In the glycemic index, pure sugar has a 100 score. A food item that has a high GI score has quick-to-digest simple sugars, which are not healthy for diabetics. Healthy carbohydrates are those that have low GI scores such as grains and white beans. Experts used to believe that complex carbohydrates did not cause blood sugar spikes. Current studies discovered that there is a more complicated connection between blood sugar and carbohydrates. High GI foods elevate blood glucose quickly and then cause blood sugar to decline in the same way. The person then becomes hungry more quickly, making the person overeat. The feeling of fullness only lasts for a short period, so the person gets hungry again.
Consuming low GI foods may lower a person’s risk of having heart disease and diabetes. If the person already has diabetes, eating low GI foods reduces blood glucose spikes and the risk of developing complications.

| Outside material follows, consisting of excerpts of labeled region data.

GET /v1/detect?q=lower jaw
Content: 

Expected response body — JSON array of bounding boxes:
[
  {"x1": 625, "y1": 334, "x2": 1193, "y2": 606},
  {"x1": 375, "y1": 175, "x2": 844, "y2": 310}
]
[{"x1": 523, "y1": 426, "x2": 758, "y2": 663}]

Here are the various GI scores you should always keep in mind:
• 55 or lower—low glycemic foods
• 56 to 69 –medium glycemic foods
• At least 70—high glycemic foods
A person who has an average GI score of 45 daily, that individual can reap great health benefits. This is what the Glycemic Index Foundation suggests. Even so, this doesn’t mandate that a person with diabetes can only eat low glycemic foods. Diabetics can balance their consumption of high GI foods with low GI foods.
Factors Affecting GI
Below are the known factors that affect GI scores in food:
• Processed foods have elevated GI (fruit juices have a higher GI than fresh whole fruit)
• GI becomes higher as it ripens (a banana or a mango)
• Cooking raises GI (pasta has a lower GI when cooked “al dente” than when it reaches a soft state)
• The combination of foods affects GI (adding fiber in the meal lowers the meal’s total GI)
Understanding what GI truly is, can help you make better meal and snack choices every day. Balance is the key to regulating your blood glucose levels. Before you start the change, it is best to talk to your doctor about a good GI-based meal plan.